Neue Wendung im Verfahren um das Kollektorfeld in den Emsauen
Renaturierung ohne neue Energien

Greven -

Das letzte Schreiben im Fall „Kollektorfeld Emsaue“ ging Mitte Dezember beim Verwaltungsgericht Münster ein. „Wann es einen Termin für das Verfahren geben wird“, erklärte der Vorsitzende Richter Michael Labrenz, „kann man nicht sagen.“ Jetzt mehren sich die Zeichen, dass es gar kein Verfahren mehr geben wird.
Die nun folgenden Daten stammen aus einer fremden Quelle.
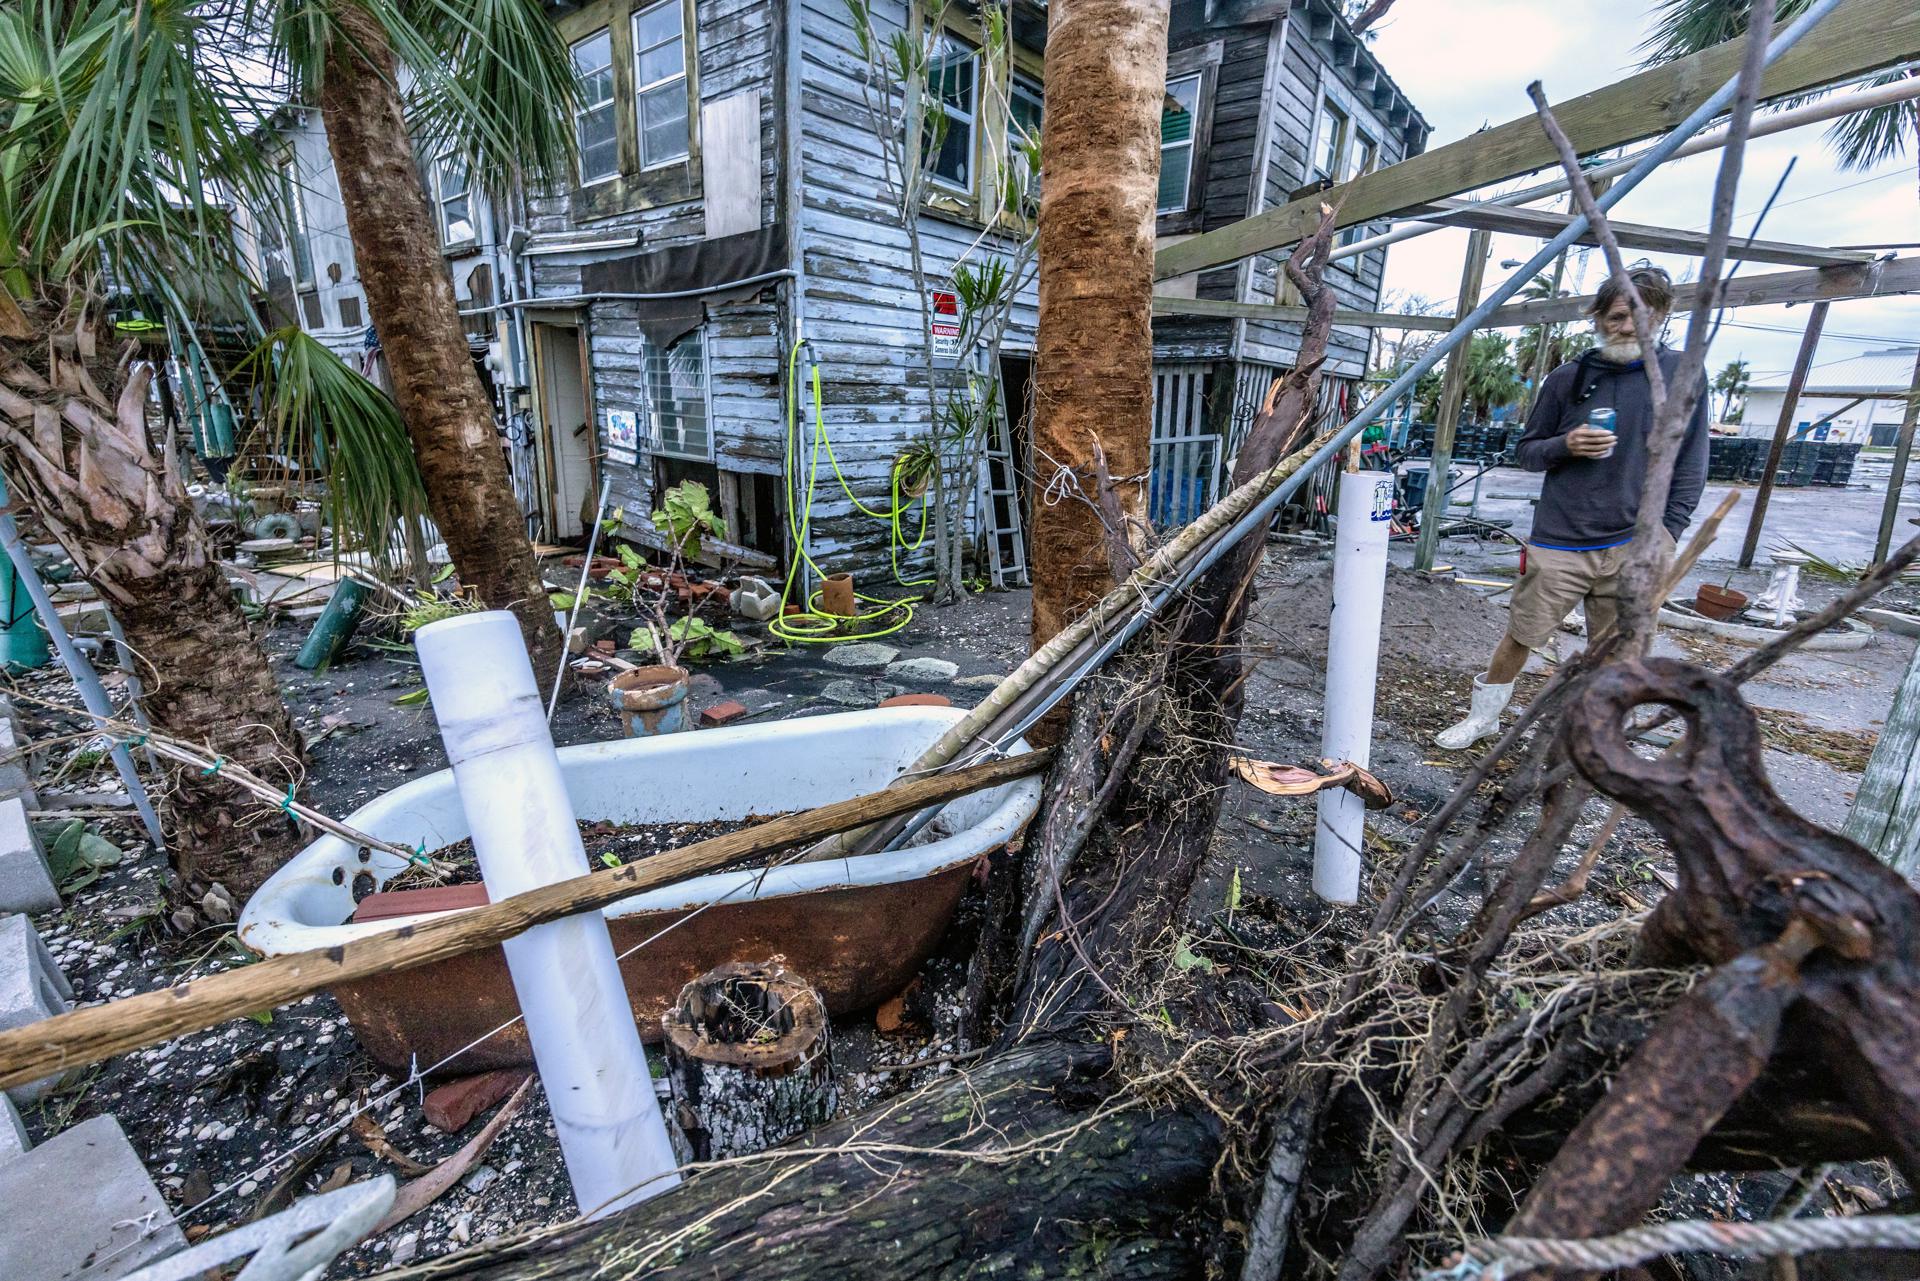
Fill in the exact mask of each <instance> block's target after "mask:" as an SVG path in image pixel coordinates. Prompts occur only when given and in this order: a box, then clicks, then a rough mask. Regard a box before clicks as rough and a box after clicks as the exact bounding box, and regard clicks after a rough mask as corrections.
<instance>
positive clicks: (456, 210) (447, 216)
mask: <svg viewBox="0 0 1920 1281" xmlns="http://www.w3.org/2000/svg"><path fill="white" fill-rule="evenodd" d="M434 188H436V190H434V200H436V202H438V205H440V242H442V244H465V242H468V240H474V238H476V232H474V196H472V190H470V186H468V181H467V161H465V159H461V157H459V156H442V157H440V163H436V165H434Z"/></svg>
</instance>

Die Stadt nämlich könnte auf das geplante Kollektorfeld zur Gewinnung von Erdwärme in der Emsaue verzichten. „Man muss sich ja die Frage stellen, ob ein Prozess lohnt“, meinte Bürgermeister Peter Vennemeyer im Gespräch mit dieser Zeitung.

Freitag, 17.01.2020, 07:07 Uhr aktualisiert: 17.01.2020, 07:10 Uhr
Hier sollten die Energie-Kollektoren vergraben werden – jetzt könnte die Stadt auch offiziell auf ihre Zukunftspläne verzichten, damit es mit der Renaturierung der Ems weitergeht.
Hier sollten die Energie-Kollektoren vergraben werden – jetzt könnte die Stadt auch offiziell auf ihre Zukunftspläne verzichten, damit es mit der Renaturierung der Ems weitergeht. Foto: Günter Benning

Die eingeplanten Mittel aus dem Haushalt der Europäischen Union sind längst perdu. Mit rund 14 Millionen Euro hatte die Stadt für das Projekt Energie-Gewinnung aus Kollektoren und die energetische Sanierung des Rathauses gerechnet.

Nach der Genehmigung durch das Regierungspräsidium im März 2019 hatte der Naturschutzbund dagegen vor dem Verwaltungsgericht Klage erhoben.

Damals hatte der Leiter der Biologischen Station Dr. Michael Harengerd darauf verwiesen, dass die Emsaue ein wertvolles FFH-Schutzgebiet sei. Von den Kollektorschlangen, die in der Nähe der Fußgängerbrücke über die Ems verbuddelt würden, gehe aber eine Gefahr für Fauna und Flora aus. Überdies, so der Nabu , sei es sinnvoller, die Erdwärme aus einer Ackerfläche zu ziehen als aus dem Emsufer.

Stadt und Regierungspräsidium in Münster sahen das anders. Bürgermeister Vennemeyer verwies auf seine Gutachter, die eine jährliche CO-Einsparung von 650 bis 700 Tonnen versprechen würden. Seit März 2019 liegt die Sache nun beim Verwaltungsgericht und wird, so der Fachjargon, „ausgeschrieben“. Die Kontrahenten tauschten Stellungnahmen mit dem Gericht aus.

Zwischendurch verstrich die Frist zur Beantragung der EU-Mittel. „In dieser Förderperiode“, so Mario Huslage, der das Projekt im Rathaus organisiert, „wird es keine Mittel mehr geben.“ Ein Bau der Kollektoranlage ohne Zuschüsse und den Ausgleich eine „Wirtschaftlichkeitsnachteils“ – wie bei anderen regenerativen Energieanlagen – gehe nicht.

Federführend in dem Verfahren ist das Regierungspräsidium. Aus dessen Sicht hat ein anderes Projekt weiter Vorrang, in das die Grevener Energiegewinnung eingebettet gewesen ist. Die Renaturierung der Ems auch zwischen Schöneflieth und Emsbrücke soll weitergehen. Im Bereich des Freibads haben die Bagger bereits zugeschlagen. Doch mit der Klage des Nabu ist der Weiterbau des letzten Teilstücks auf Grevener Stadtgebiet ebenfalls gestoppt.

Beim Regierungspräsidenten will Pressesprecherin Ulla Lütkehermölle zwar noch nichts bestätigen. Immerhin kündigte sie an, die Stadt werde sich schriftlich in den nächsten beiden Wochen melden. Wenn Greven auf die Kollektoren offiziell verzichtet, könnte das übrige Verfahren weiterlaufen. Hinter der Renaturierung steht auch der Nabu.